Job failed java.lang.IllegalStateException: already released ReferenceCounter@3701de74[r=0]
	at org.eclipse.jetty.io.Retainable$ReferenceCounter.lambda$release$2(Retainable.java:192)
	at java.base/java.util.concurrent.atomic.AtomicInteger.updateAndGet(Unknown Source)
	at org.eclipse.jetty.io.Retainable$ReferenceCounter.release(Retainable.java:189)
	at org.eclipse.jetty.io.AbstractRetainableByteBuffer.release(AbstractRetainableByteBuffer.java:58)
	at org.eclipse.jetty.io.ArrayByteBufferPool$Buffer.release(ArrayByteBufferPool.java:651)
	at org.eclipse.jetty.server.internal.HttpConnection.releaseRequestBuffer(HttpConnection.java:345)
	at org.eclipse.jetty.server.internal.HttpConnection.onFillable(HttpConnection.java:481)
	at org.eclipse.jetty.server.internal.HttpConnection.run(HttpConnection.java:640)
	at org.eclipse.jetty.util.thread.QueuedThreadPool.runJob(QueuedThreadPool.java:979)
	at org.eclipse.jetty.util.thread.QueuedThreadPool$Runner.doRunJob(QueuedThreadPool.java:1209)
	at org.eclipse.jetty.util.thread.QueuedThreadPool$Runner.run(QueuedThreadPool.java:1164)
	at java.base/java.lang.Thread.run(Unknown Source) 

I don't see anything interesting coinciding with these errors. They're very infrequent as well.

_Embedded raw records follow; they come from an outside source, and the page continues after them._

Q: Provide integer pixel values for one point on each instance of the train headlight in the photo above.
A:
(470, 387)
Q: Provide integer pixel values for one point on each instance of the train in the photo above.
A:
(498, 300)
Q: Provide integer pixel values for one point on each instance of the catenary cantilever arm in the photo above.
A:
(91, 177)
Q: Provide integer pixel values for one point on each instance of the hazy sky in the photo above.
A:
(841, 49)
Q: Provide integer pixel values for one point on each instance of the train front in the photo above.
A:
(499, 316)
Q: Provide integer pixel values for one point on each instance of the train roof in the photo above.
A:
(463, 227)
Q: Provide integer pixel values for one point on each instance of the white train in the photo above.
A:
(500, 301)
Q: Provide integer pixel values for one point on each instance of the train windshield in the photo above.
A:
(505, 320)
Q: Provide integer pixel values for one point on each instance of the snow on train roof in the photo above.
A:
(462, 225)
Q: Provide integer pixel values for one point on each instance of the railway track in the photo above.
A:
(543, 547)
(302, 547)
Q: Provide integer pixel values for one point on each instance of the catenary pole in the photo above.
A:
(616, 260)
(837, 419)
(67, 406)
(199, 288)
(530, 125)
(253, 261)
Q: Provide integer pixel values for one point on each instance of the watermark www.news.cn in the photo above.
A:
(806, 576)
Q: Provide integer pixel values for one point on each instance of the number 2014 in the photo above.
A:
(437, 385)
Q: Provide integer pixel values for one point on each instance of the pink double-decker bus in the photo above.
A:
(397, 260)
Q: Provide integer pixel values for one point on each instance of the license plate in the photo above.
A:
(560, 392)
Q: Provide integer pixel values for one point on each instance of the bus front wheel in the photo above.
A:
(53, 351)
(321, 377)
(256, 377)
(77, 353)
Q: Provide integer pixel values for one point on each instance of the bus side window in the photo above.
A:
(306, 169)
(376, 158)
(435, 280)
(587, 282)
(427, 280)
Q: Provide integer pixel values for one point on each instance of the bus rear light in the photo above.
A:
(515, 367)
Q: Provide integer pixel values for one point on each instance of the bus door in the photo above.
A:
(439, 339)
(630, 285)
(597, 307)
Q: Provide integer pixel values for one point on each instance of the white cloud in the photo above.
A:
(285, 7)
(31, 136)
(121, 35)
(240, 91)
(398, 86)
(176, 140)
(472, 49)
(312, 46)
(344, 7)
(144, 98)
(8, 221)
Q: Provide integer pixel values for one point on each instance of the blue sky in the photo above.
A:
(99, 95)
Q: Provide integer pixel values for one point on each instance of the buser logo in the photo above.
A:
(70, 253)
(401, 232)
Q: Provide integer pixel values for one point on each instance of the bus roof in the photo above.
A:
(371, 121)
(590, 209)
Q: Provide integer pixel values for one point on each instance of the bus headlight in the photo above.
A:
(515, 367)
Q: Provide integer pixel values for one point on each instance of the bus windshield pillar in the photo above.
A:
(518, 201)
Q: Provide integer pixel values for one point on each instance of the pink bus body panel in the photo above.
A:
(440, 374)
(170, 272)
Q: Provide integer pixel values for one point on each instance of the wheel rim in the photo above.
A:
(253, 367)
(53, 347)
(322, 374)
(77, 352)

I possibly can help modify my environment to collect data. What would that entail?

jmbeach avatar Apr 24 '25 14:04 jmbeach

Using 12.0.15. Not sure what causes it.

Please use 12.0.19 to test this. You are missing many improvements to the ByteBufferPool. And there's been many additions to the various ByteBufferPool implementations to collect statistics and information about how it is operating that your old version of Jetty does not have.

joakime avatar Apr 24 '25 14:04 joakime

Please upgrade to the latest version like @joakime suggests as the leak tracker recently was seriously improved, then arrange your code to pass a ArrayByteBufferPool.Tracking instance to the Server constructor, e.g.:

ArrayByteBufferPool.Tracking bufferPool = new ArrayByteBufferPool.Tracking();
Server server = new Server(null, null, bufferPool);

Then you can call dumpLeaks() on that buffer pool when the server is at rest (meaning you know there are no in-flight requests) to get a report of all buffer lifecycle anomalies. This should help understanding what's going on.